### A simple example of using the gradient theorem

If a vector field $\dlvf$ is a gradient field, meaning $\dlvf = \nabla f$ for some scalar-valued function $f$, then we can compute the line integral of $\dlvf$ along a curve $\dlc$ from some point $\vc{a}$ to some other point $\vc{b}$ as \begin{align*} \dlint = f(\vc{b}) - f(\vc{a}). \end{align*} This integral does not depend on the entire curve $\dlc$; it depends on only the endpoints $\vc{a}$ and $\vc{b}$. If we replaced $\dlc$ by another curve with the same endpoints, the integral would be unchanged. Hence $\dlvf$ is conservative (also called path-independent).
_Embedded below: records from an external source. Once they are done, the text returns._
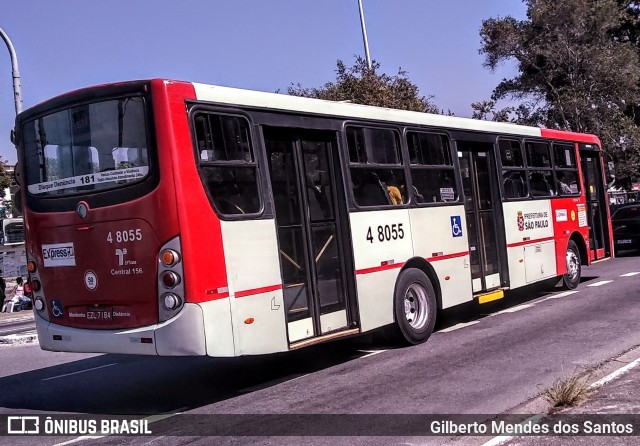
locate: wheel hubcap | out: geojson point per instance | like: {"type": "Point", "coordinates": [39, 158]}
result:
{"type": "Point", "coordinates": [416, 308]}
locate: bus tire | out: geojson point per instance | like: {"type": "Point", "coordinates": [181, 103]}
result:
{"type": "Point", "coordinates": [415, 306]}
{"type": "Point", "coordinates": [571, 278]}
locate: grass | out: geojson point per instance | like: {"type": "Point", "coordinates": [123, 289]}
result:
{"type": "Point", "coordinates": [568, 392]}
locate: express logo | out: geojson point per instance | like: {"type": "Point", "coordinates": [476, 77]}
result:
{"type": "Point", "coordinates": [520, 221]}
{"type": "Point", "coordinates": [58, 254]}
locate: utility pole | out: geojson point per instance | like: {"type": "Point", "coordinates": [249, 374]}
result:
{"type": "Point", "coordinates": [364, 34]}
{"type": "Point", "coordinates": [17, 90]}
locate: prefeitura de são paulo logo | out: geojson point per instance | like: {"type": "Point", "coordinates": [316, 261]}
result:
{"type": "Point", "coordinates": [520, 221]}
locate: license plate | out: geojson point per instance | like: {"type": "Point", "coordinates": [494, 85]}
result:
{"type": "Point", "coordinates": [100, 314]}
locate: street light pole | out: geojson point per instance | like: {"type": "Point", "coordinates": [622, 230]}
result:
{"type": "Point", "coordinates": [17, 90]}
{"type": "Point", "coordinates": [364, 34]}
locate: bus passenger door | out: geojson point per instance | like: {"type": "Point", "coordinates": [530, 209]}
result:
{"type": "Point", "coordinates": [308, 198]}
{"type": "Point", "coordinates": [481, 199]}
{"type": "Point", "coordinates": [597, 218]}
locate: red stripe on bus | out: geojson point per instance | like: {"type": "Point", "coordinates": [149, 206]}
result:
{"type": "Point", "coordinates": [529, 242]}
{"type": "Point", "coordinates": [265, 289]}
{"type": "Point", "coordinates": [375, 269]}
{"type": "Point", "coordinates": [447, 256]}
{"type": "Point", "coordinates": [214, 296]}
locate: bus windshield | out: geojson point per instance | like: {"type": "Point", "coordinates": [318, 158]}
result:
{"type": "Point", "coordinates": [87, 147]}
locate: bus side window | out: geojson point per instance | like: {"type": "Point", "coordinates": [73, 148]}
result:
{"type": "Point", "coordinates": [514, 184]}
{"type": "Point", "coordinates": [432, 172]}
{"type": "Point", "coordinates": [376, 167]}
{"type": "Point", "coordinates": [227, 167]}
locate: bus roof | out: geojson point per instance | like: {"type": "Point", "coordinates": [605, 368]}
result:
{"type": "Point", "coordinates": [283, 102]}
{"type": "Point", "coordinates": [287, 103]}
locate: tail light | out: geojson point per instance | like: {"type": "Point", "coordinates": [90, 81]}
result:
{"type": "Point", "coordinates": [37, 291]}
{"type": "Point", "coordinates": [170, 280]}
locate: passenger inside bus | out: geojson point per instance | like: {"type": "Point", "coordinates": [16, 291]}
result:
{"type": "Point", "coordinates": [539, 185]}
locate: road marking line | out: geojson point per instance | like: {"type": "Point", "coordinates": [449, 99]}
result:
{"type": "Point", "coordinates": [370, 353]}
{"type": "Point", "coordinates": [559, 295]}
{"type": "Point", "coordinates": [602, 282]}
{"type": "Point", "coordinates": [80, 371]}
{"type": "Point", "coordinates": [457, 326]}
{"type": "Point", "coordinates": [615, 374]}
{"type": "Point", "coordinates": [513, 309]}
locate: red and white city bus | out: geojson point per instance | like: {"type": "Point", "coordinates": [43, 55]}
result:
{"type": "Point", "coordinates": [175, 218]}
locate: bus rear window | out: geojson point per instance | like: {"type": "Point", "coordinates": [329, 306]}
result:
{"type": "Point", "coordinates": [86, 148]}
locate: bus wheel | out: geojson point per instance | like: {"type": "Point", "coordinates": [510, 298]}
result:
{"type": "Point", "coordinates": [571, 279]}
{"type": "Point", "coordinates": [415, 306]}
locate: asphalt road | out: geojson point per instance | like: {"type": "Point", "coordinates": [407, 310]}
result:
{"type": "Point", "coordinates": [485, 360]}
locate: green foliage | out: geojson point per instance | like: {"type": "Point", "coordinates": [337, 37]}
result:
{"type": "Point", "coordinates": [579, 70]}
{"type": "Point", "coordinates": [361, 85]}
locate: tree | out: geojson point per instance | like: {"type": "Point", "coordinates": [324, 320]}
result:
{"type": "Point", "coordinates": [363, 85]}
{"type": "Point", "coordinates": [579, 70]}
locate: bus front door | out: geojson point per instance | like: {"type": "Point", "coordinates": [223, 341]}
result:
{"type": "Point", "coordinates": [597, 218]}
{"type": "Point", "coordinates": [308, 199]}
{"type": "Point", "coordinates": [480, 200]}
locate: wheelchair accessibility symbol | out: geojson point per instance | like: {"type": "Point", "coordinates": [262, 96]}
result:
{"type": "Point", "coordinates": [456, 226]}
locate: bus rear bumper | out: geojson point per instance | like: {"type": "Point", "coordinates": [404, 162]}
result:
{"type": "Point", "coordinates": [182, 335]}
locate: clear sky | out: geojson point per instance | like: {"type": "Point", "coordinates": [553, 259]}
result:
{"type": "Point", "coordinates": [264, 45]}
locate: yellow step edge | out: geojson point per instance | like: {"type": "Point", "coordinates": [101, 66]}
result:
{"type": "Point", "coordinates": [490, 297]}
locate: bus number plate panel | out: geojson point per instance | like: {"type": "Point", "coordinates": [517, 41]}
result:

As an example, consider $f(x,y) = xy^2$, and let $\dlvf(x,y) = \nabla f(x,y) = (y^2, 2xy)$. Since we wrote $\dlvf$ as a gradient, we know that $\dlvf$ must be conservative.

What is $\dlint$ where $\dlc$ is the path $\dllp(t)=(t^2,2(t-2)^3)$ for $1 \le t \le 3$? The starting point is $\vc{a} = \dllp(1) = (1,-2)$, and the ending pont is $\vc{b} = \dllp(3) = (9,2)$. Hence the integral must be \begin{align*} \dlint &= f(9,2) - f(1,-2)\\ &= 9(2^2) - 1(-2)^2 = 36-4=32. \end{align*}

We could also compute $\dlint$ the direct way using the parametrization $\dllp(t)$. The integral isn't difficult as it is just a polynomial, but it is messy, so we'll skip the details. \begin{align*} \dlint &= \plint{a}{b}{\dlvf}{\dllp}\\ &= \int_1^3 \dlvf(t^2,2(t-2)^3) \cdot (2t, 6(t-2)^2) dt\\ &= \int_1^3 ((2(t-2)^3)^2 , 2t^22(t-2)^3)\cdot (2t,6(t-2)^2) dt\\ &=\int_1^3 8(t(t-2)^6+3t^2(t-2)^5)dt\\ &=8 (32 t^2 - 96 t^3 + 120 t^4 - 80 t^5 + 30 t^6 - 6 t^7 + t^8/2) \bigg|_1^3\\ &= 36-4 = 32, \end{align*} which agrees with the first answer.

We should get the same answer for any path from $(1,-2)$ to $(9,2)$. Since $(9,2)-(1,-2) = (8,4)$, we let the curve $\adlc$ be the straight line path parametrized by $\adllp(t) = (1,-2) + t(8,4) = (1+8t, 4t-2)$ for $0 \le t \le 1$. This change is not a reparametrization of $\dlc$. The curve $\dlc$ was not a straight line, so $\adlc$ is a completely different curve, as you can see in the below figure, where $\dlc$ is shown in blue and $\adlc$ is shown in green.

The integral along $\adlc$ is \begin{align*} \lint{\adlc}{\dlvf} &= \plint{0}{1}{\dlvf}{\adllp}\\ &= \int_0^1 \dlvf(1+8t, 4t-2) \cdot (8,4) dt\\ &= \int_0^1 \left((4t-2)^2, 2(4t-2)(1+8t)\right) \cdot (8,4) dt\\ &= \int_0^1 (4-16t + 16t^2, -4 - 24 t + 64 t^2) \cdot (8,4) dt\\ &= \int_0^1 16(1 - 14 t + 24 t^2)dt\\ &= 16(t - 7 t^2 + 8 t^3)\bigg|_0^1 = 32. \end{align*} Indeed, we got the same answer again.

In this example, we were given the potential function at the outset, making the application of the gradient theorem particularly easy. If you aren't given the potential function, then to apply the gradient theorem, you'd need to test if the vector field is conservative and then find the potential function.